Ce mois de mai, Jean Balsamo, Michel Magnien et Catherine Magnien-Simonin ont présenté la dernière version des "Essais" de Montaigne à la "Pléiade" chez Gallimard, bien sûr. C’est un chef-d’oeuvre d’édition ! En effet, nous pouvons lire à nouveau la version la plus sûre et aboutie des "Essais", qui sont le joyau de la littérature française et universelle.
Jusqu’à présent et depuis un siècle, les éditeurs et philologues avaient décidé de consacrer, à une vaste échelle, la version de l’exemplaire dit "de Bordeaux". Et parce qu’il s’agit du seul exemplaire qui nous soit parvenu de l’édition de 1588, aussi annoté des ajouts et des repentirs de Montaigne soi-même. Pourtant, on dut constater que l’édition de 1595, qui est posthume à l’auteur, était bien plus complète car travaillée par le texte même de l’"exemplaire de Bordeaux". On suppose même que l’édition posthume de 1595 a été conçue par Montaigne, et par le biais d’un exemplaire imprimé/manuscrit perdu. Et que l’exemplaire égaré devait probablement être plus riche encore d’annotations que l’"exemplaire de Bordeaux". C’est la conclusion de Jean Balsamo, qui a justifié ce nouveau travail de présentation du livre absolu, d’après l’édition posthume de 1595.
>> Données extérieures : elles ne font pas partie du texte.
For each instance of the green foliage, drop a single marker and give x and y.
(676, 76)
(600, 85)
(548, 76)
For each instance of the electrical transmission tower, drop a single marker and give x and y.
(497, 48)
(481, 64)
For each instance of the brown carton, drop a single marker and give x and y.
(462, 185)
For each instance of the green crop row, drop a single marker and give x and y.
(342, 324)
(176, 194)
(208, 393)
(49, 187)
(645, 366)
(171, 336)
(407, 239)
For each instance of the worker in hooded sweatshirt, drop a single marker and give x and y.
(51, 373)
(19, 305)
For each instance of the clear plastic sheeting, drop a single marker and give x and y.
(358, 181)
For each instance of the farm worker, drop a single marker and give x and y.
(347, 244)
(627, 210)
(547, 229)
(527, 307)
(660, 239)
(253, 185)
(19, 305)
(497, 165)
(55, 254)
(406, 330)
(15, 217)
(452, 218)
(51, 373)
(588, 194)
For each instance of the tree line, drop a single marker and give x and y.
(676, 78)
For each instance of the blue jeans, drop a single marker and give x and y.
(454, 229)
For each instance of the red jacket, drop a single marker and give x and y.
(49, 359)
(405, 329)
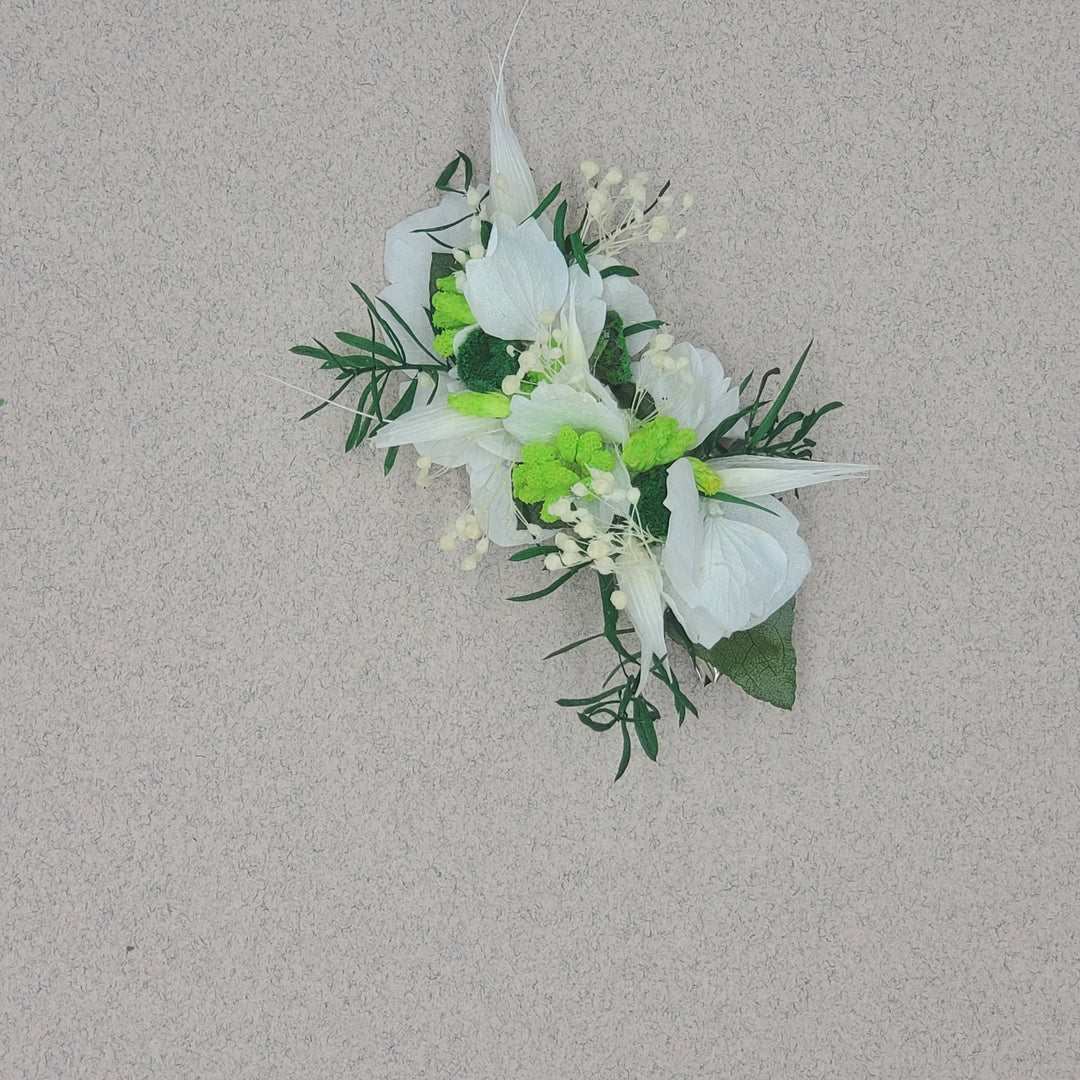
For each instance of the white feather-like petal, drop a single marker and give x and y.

L’"exemplaire de Bordeaux" est désormais jugé trop hybride, entre le texte imprimé et les ajouts manuscrits, pour qu’il soit encore considéré comme un objet abouti. Désormais, on le comprendra plutôt comme un moment du laboratoire de l’écriture, qui a été trop sanctifié durant un siècle. Et donc, au détriment de la restitution du vrai Montaigne original que Rousseau, Pascal, Nietzsche et Proust lurent, pour en être tous transformés d’un coup, de ces deux milles pages jamais identiques.
Dans ces trois livres des ""Essais", on fait la rencontre avec un homme simple et vrai. Certes, Montaigne est nourri des auteurs antiques et surtout latins, dont il lâche des citations toujours justifiées par le contexte mesuré. Mais, il va marchant comme dans la galerie de la pensée contemporaine. Il a sa bibliothèque sous la main. Et il choisit souvent Plutarque, dont il donne toutes anecdotes distrayantes. Et qu’elles nous informent au passage sur la sagesse et la folie des hommes qui n’a pas de fond.
Michel Eyquem de Montaigne a créé le genre et la technique littéraire de l’"essai". Il s’agit d’une sorte de dialogue libéré avec soi-même. Et pour dégager autant la réflexion, que pour construire l’individu comme une sagesse qui s’incarne. Ainsi, a-t-il élaboré les meilleurs outils littéraires, pour amener la méthode scientifique de l’ère moderne. Et ceci, bien qu’il fût l’auteur et le style maniériste par excellence. A la vérité, de 1571 à 1592, on voit bien se constituer une sorte de matière d’homme moderne, dégagé ou émancipé des obligations religieuses et de tous dispositifs qui enchaîneraient l’homme et même sa pensée.
C’est pourquoi on sent cette liberté dans ce texte premier et ultime, qui ne paraît jamais fixe dans sa forme et son style, qui sont toujours changeants et neufs. C’est un grand oeuvre de phénoménologie de la pensée, qui irait consciemment à sa propre rencontre. Et, par le biais du livre comme une barque solaire, cette pensée ou ce soi voyage à travers les siècles : à l’intact, au vif. C’est donc Montaigne vivant que l’on peut rencontrer et connaître, aujourd’hui, dans ces pages merveilleuses de richesses inépuisables de lectures... toujours recommencées.